The Reb B question once again – general Reb B actually been very, very well received by customers. We are making commercial progress and I will stop short of saying anything else.

Magomet Malsagov

It’s a product that goes to market on a non-exclusive basis and with that said, we will be selective with who we supply due to availability.

Charles Pick – Numis

Good. Thank you very much indeed for that.

Operator

Thank you. And I’m showing no further questions. I’ll turn the call back over to management for some closing comments.

Magomet Malsagov

Well thank you very much for your time. We are generally – to summarize, we are very positive about the progress that we made to-date.
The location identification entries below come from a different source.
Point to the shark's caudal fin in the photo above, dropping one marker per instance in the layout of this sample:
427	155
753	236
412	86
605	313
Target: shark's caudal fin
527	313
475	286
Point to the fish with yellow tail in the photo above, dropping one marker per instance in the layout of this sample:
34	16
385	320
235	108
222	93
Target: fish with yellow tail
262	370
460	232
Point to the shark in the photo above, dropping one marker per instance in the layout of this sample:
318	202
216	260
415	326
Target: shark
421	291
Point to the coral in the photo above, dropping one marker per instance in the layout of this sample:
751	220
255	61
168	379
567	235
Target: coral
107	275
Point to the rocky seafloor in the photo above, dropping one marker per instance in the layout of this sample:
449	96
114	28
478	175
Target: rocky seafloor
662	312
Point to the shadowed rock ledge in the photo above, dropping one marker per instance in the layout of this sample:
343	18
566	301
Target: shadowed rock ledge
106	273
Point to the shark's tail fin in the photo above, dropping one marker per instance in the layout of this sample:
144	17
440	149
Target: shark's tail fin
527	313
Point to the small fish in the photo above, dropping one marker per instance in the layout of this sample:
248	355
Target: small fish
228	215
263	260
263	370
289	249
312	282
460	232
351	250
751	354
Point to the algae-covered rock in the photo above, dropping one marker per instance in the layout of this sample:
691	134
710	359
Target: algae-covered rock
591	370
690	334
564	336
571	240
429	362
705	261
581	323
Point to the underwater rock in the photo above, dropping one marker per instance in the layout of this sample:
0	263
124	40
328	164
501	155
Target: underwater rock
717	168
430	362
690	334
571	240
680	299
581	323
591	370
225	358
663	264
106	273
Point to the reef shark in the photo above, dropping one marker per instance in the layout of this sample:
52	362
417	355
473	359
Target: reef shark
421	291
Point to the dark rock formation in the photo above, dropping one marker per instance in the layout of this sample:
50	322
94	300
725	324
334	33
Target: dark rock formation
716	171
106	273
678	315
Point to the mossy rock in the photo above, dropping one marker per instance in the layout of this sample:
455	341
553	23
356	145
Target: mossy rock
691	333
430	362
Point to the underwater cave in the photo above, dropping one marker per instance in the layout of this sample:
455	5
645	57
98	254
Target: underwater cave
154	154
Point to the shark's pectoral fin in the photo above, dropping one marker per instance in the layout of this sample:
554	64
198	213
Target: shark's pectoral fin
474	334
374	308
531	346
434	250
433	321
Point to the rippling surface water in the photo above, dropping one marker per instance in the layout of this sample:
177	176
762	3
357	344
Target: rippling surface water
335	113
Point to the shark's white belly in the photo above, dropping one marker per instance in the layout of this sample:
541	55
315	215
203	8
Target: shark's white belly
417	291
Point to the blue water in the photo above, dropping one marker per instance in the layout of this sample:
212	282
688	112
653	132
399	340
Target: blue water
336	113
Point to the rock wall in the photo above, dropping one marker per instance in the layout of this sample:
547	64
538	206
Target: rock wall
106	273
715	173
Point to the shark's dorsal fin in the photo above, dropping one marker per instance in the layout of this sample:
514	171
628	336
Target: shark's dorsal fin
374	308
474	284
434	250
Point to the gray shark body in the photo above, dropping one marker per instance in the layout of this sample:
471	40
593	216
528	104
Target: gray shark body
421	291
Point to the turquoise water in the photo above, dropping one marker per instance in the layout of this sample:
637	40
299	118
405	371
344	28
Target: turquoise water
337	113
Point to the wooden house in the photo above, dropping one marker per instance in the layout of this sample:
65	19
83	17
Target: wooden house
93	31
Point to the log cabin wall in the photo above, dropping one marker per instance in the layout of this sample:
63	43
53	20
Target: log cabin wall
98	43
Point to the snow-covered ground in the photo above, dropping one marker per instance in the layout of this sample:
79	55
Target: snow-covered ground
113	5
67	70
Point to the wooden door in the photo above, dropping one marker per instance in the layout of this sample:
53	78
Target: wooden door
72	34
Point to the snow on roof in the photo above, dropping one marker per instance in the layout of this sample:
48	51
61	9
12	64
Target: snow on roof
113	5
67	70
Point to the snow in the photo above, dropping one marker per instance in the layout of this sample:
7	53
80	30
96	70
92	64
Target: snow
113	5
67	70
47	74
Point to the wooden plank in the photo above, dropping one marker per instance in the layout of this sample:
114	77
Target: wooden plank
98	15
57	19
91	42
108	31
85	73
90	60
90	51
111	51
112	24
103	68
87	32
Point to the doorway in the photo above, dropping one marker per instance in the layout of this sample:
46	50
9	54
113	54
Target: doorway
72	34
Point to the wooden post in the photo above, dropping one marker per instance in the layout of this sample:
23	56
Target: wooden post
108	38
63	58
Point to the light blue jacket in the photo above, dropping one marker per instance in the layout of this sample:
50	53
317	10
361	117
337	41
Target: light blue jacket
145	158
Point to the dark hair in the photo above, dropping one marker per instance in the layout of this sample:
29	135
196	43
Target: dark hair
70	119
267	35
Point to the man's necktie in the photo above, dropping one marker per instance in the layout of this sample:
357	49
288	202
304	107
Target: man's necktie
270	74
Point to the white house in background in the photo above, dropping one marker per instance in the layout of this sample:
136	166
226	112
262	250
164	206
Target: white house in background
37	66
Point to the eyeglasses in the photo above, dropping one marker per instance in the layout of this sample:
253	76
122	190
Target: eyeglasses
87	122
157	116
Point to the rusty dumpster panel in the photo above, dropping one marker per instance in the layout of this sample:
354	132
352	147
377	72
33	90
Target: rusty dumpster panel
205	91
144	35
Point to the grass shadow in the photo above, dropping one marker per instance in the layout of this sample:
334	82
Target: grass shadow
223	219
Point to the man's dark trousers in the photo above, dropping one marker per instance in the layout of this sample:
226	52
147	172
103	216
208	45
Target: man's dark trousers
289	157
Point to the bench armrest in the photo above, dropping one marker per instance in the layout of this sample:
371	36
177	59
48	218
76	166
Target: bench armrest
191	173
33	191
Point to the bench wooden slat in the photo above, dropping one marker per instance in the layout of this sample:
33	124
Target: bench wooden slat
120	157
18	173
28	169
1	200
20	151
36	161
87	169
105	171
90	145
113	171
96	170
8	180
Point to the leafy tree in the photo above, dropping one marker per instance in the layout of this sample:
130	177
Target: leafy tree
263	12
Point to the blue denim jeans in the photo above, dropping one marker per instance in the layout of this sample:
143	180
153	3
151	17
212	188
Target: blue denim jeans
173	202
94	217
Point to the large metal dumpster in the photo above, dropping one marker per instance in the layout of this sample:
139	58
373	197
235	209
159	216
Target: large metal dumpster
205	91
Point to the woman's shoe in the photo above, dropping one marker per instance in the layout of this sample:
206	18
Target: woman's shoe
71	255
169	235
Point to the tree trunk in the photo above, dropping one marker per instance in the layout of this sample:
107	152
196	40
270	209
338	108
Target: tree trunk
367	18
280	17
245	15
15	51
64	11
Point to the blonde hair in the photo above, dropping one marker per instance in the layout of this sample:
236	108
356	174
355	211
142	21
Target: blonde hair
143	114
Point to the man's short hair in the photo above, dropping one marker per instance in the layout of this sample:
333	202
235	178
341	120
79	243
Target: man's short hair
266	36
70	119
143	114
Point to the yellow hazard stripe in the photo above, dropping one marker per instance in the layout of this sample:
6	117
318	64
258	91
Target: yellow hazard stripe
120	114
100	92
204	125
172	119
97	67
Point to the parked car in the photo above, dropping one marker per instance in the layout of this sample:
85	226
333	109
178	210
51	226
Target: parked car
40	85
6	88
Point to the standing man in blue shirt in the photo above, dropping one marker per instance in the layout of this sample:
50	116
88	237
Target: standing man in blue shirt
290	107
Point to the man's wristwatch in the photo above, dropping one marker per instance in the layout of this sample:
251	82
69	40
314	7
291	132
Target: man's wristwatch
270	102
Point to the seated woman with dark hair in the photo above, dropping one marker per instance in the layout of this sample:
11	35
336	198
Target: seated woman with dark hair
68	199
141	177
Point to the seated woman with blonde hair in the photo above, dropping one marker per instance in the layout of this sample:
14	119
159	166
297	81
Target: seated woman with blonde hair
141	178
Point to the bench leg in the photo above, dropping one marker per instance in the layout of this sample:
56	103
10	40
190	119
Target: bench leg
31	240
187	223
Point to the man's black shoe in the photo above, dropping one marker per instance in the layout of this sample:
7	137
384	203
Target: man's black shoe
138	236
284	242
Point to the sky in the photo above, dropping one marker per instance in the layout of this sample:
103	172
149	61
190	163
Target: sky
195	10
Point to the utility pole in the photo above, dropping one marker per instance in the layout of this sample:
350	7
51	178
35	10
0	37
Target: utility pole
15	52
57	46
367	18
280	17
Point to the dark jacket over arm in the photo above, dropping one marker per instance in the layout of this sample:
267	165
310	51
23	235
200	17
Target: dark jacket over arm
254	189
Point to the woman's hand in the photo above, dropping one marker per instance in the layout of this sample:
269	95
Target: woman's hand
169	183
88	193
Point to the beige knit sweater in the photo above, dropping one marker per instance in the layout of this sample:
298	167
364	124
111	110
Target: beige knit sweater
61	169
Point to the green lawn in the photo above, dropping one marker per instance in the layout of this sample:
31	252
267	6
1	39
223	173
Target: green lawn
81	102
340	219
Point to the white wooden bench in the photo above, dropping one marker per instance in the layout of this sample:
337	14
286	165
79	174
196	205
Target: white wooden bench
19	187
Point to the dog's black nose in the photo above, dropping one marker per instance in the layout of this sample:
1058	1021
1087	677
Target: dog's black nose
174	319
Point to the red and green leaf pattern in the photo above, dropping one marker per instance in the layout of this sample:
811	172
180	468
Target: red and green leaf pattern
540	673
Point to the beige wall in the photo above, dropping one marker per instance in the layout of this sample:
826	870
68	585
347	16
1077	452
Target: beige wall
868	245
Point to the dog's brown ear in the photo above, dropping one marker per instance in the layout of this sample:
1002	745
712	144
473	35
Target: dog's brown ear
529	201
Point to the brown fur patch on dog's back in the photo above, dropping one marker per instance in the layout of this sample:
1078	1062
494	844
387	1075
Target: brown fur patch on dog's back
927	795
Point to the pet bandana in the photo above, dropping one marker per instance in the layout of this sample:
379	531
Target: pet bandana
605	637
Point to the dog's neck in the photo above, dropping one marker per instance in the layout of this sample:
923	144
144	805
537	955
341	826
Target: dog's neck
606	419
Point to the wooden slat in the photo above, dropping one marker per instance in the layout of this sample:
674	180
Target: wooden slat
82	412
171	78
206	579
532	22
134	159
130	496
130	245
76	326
We believe we are at the point of referring in terms of market acceptance in terms for Stevia. I think from now on moving forward, you will see steady good growth again it will not be a straight line, but it’s going to be steady and essential growth moving forward next three to five years that’s our belief based on what we see is happening particular in carbonated soft drinks category and what we know is in the pipeline. So we’re very optimistic and positive and look forward to talk to you in September with good full year results. Thank you very much and have a good day.

Operator

Ladies and gentlemen this concludes our conference. Thank you for your participation. You may now disconnect.